2014年度のあしたラボUNIVERSITYスケジュール
2月後半には「あしたラボUNIVERSITY」のコアイベントとなるアイデアソン「あしたのまちHack」を実施。関東(2月19~20日開催)、関西(2月26~27日開催)の会場には、それぞれ約40名の学生と富士通社員約15名が集結。このプログラムでは「課題設定からはじまる、“これからの仕事のつくり方”」や「身近な社会課題の解決を視野に入れながら、それを自分ごとにする」、「学生と社会人が対等な立場でディスカッションする」など多様な要素が盛りこまれた。

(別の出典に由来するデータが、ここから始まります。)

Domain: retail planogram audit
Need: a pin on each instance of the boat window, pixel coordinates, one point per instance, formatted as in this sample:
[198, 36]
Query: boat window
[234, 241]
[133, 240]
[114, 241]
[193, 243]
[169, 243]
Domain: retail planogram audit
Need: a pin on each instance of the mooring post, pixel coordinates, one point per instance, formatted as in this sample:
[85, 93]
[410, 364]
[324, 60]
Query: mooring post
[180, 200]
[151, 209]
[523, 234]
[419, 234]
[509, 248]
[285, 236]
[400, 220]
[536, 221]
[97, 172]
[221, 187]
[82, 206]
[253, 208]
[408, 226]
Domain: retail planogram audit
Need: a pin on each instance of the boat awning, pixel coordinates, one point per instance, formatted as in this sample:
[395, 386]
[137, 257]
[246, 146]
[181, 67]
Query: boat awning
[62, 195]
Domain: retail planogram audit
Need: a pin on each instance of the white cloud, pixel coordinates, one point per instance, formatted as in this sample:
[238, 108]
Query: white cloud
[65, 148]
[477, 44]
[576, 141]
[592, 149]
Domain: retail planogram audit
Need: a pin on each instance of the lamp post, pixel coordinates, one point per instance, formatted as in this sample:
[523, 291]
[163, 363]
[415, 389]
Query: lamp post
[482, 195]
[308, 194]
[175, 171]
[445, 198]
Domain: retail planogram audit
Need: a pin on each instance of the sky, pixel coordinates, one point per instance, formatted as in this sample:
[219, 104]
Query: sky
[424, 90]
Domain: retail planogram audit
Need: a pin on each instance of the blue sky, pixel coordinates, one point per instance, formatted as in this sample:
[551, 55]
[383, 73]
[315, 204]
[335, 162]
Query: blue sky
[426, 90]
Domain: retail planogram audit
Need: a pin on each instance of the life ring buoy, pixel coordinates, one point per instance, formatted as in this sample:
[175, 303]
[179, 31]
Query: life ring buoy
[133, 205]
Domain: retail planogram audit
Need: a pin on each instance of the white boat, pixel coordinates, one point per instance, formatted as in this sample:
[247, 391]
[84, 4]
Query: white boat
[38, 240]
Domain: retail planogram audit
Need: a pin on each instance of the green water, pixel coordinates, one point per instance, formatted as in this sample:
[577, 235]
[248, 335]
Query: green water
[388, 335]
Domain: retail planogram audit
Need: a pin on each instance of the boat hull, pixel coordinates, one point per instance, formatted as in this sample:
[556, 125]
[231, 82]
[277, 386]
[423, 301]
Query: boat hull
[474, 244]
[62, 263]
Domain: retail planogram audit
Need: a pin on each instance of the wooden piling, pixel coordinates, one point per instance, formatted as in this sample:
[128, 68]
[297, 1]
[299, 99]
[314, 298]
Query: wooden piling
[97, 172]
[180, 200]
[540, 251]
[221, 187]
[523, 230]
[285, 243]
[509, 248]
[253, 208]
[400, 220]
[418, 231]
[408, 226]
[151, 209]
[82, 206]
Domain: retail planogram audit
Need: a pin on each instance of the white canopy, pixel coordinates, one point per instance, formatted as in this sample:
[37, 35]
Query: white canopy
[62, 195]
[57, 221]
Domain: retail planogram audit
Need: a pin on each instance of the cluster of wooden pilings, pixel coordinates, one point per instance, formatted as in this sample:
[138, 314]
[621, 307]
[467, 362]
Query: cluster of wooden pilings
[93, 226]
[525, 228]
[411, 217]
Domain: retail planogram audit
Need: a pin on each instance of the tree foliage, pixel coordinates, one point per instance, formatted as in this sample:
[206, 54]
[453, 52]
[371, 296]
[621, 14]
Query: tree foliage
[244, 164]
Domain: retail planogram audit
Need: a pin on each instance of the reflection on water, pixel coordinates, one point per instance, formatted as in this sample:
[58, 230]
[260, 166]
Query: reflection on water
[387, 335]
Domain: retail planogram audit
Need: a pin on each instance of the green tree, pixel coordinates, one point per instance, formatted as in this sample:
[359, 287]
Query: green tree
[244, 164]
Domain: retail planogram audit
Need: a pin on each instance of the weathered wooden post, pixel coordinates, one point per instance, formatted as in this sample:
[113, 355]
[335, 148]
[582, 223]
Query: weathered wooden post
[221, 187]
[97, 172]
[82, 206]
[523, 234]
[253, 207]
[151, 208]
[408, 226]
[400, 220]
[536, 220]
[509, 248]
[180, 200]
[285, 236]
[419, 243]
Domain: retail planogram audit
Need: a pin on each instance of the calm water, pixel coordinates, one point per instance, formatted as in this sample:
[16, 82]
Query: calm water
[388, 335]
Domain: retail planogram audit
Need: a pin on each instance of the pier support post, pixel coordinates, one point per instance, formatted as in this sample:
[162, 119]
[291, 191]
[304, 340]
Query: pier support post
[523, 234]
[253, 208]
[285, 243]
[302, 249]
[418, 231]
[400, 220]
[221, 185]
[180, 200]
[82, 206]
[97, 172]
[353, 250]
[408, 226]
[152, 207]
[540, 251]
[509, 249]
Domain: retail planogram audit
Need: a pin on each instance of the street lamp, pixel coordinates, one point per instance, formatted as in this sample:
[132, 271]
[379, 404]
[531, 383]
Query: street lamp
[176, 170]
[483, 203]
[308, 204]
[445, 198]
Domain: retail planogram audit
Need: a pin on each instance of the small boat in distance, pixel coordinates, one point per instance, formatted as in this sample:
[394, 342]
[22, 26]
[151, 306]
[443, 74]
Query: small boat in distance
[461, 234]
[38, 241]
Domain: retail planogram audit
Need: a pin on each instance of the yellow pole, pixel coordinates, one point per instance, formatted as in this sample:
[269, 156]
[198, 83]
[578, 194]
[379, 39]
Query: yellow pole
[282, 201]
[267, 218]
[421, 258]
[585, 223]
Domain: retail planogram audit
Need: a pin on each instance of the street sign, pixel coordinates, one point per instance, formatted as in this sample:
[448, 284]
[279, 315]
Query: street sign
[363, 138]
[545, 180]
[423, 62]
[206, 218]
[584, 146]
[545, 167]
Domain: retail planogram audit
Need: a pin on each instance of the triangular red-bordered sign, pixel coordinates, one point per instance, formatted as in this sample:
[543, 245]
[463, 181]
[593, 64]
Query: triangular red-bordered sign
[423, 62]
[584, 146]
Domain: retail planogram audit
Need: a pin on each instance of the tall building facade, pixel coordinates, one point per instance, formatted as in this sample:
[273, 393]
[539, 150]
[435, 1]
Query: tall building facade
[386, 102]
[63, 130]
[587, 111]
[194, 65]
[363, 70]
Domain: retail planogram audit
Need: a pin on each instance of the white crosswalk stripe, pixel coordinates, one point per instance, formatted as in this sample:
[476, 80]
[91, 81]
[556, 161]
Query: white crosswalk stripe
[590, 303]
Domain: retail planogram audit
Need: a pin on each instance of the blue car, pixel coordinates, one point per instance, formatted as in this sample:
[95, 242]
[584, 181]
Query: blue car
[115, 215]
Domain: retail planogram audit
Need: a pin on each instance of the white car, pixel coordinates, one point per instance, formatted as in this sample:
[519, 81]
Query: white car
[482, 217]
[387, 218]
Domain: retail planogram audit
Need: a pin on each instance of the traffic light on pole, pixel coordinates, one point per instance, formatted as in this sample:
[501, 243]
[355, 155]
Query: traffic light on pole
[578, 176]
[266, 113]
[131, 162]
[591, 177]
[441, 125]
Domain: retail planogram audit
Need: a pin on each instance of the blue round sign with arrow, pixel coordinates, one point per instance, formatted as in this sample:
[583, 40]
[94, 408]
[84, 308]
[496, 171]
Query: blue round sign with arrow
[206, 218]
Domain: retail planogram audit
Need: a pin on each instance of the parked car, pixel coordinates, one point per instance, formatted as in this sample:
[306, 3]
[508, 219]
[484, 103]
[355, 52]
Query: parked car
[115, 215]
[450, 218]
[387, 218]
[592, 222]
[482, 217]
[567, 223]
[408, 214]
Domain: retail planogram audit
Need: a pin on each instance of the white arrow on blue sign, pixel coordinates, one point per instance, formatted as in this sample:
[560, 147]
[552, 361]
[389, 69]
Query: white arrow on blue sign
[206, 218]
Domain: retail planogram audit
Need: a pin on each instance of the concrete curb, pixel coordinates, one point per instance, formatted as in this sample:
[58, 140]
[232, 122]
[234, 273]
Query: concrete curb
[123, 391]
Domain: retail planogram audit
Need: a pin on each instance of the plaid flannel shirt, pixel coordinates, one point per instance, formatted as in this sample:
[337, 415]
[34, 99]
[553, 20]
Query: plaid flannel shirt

アイデアソン 課題選考会の様子。事務局スタッフ総出で選考を行った
さらに、アイデアソンへの参加を希望する学生に対しては、「あなたが感じるまちの課題は何ですか?」をテーマとした事前課題を設定。その結果、日本全国から約400ものエントリーが集まった。梅津さんはその狙いを「インターンシップとして参加してくる学生さんもいるなかで、『自分が選ばれてこの場に来た』ことを感じて欲しい考えた」と話す。なかには映像作品にまで仕上げた学生も。運営事務局は1つひとつの作品を読み込み、1つずつ「自分ごと」がどこまで本人が腹落ちし、深く考えているか、それが課題から伝わってくるかを確認していった。
“自分ごと”はこんなにも心に響くんだという驚き
参加者を選ぶにあたっては、事務局全員が集まり、審査基準を設けて選考を行った。通ったものとそうでないものを違いを一言で表すと「自分ごとで考えているかどうか」。「“自分ごと”で考えられているものはこんなにも心に響くんだ、とあらためて感じさせられた」と浜田さんは話す。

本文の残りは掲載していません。